Q La pénurie de personnel frappe aussi les infirmières. Plusieurs d'entre elles quittent le réseau public pour travailler dans des agences privées, où elles sont mieux payées et profitent de meilleures conditions de travail. Est-ce que les infirmières des agences privées sont appelées à prendre une plus grande place dans les hôpitaux?



R Non. Personnellement, je préfère qu'on fasse appel le moins possible aux agences privées dans les établissements. Les agences privées sont un moindre mal parce qu'on a une pénurie de personnel. On est obligés de les utiliser pour éviter des ruptures de service dans les hôpitaux.

Q Est-ce qu'il faut s'inquiéter de la qualité des soins dans les hôpitaux qui ont recours aux agences privées pour combler tous leurs quarts de travail?

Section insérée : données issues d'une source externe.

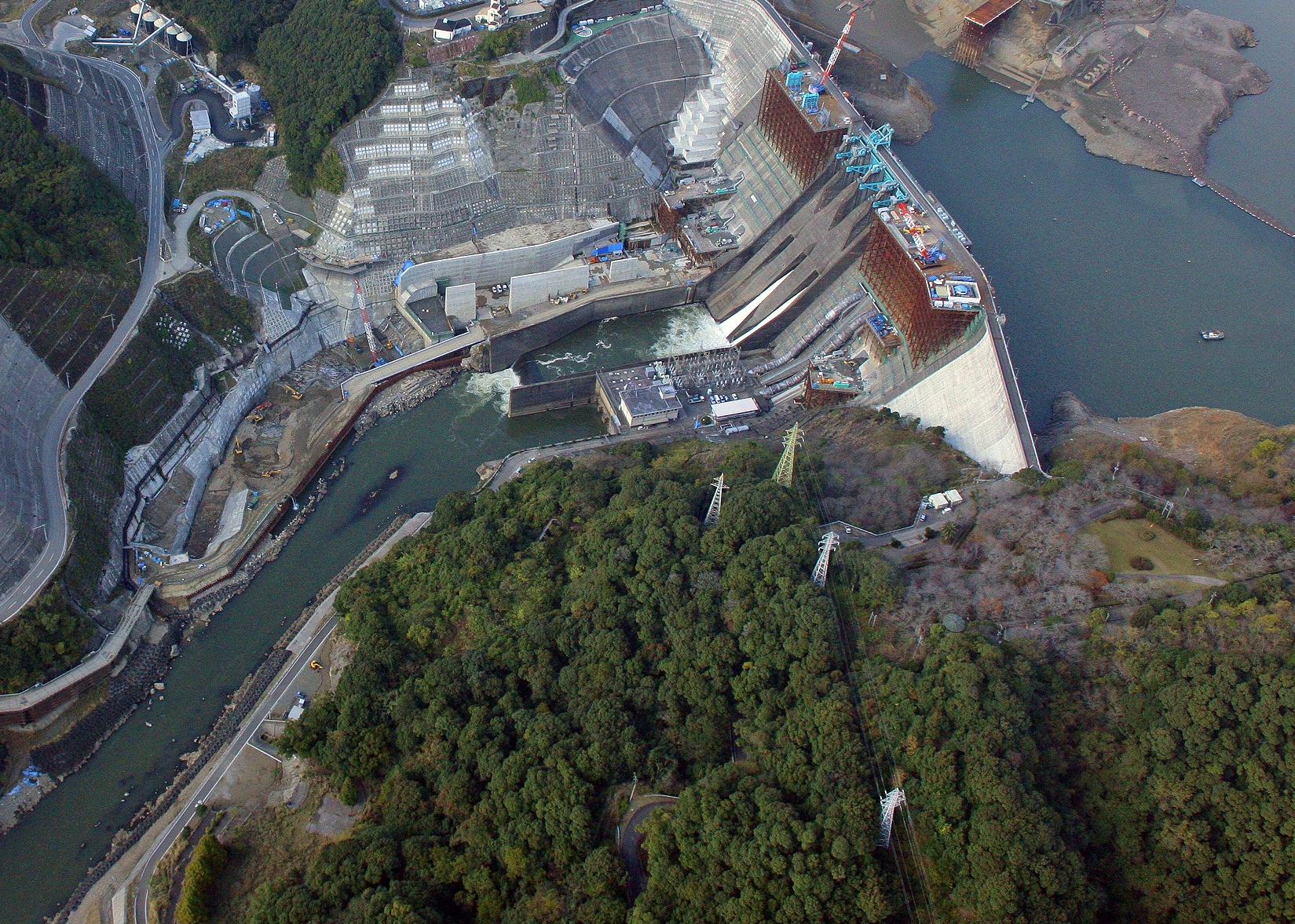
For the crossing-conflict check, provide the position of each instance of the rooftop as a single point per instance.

R Il est préférable d'avoir du personnel permanent dans les établissements, mais les agences privées comptent quand même des professionnelles qui sont formées. Elles sont aussi compétentes, mais moins habituées. Le gros problème, ce n'est pas quand une ou deux personnes viennent d'une agence dans un hôpital, mais quand beaucoup d'infirmières d'agences se promènent d'un côté et de l'autre. Elles sont moins habituées aux services.

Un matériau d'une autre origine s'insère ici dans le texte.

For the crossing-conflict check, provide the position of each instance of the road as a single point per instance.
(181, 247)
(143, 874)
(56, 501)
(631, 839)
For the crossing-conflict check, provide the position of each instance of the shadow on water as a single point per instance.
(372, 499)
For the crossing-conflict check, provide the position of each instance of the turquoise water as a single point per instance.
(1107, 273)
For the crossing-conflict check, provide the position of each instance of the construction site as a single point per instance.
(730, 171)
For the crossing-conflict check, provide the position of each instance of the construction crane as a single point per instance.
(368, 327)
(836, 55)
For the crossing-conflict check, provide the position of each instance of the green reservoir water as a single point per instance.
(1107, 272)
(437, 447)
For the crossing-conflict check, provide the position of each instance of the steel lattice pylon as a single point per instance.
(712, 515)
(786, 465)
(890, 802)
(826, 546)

Q Et l'idée d'offrir des primes pour retenir les infirmières dans le réseau?

R Donner une prime à un secteur crée un trou ailleurs le lendemain. Je considère que toutes les tâches dans un établissement, par tous les professionnels, sont importantes. On donne des primes aux soins intensifs et dans les urgences actuellement parce qu'on a eu des problèmes ponctuels, mais dans un système parfait, il ne devrait y avoir de primes nulle part.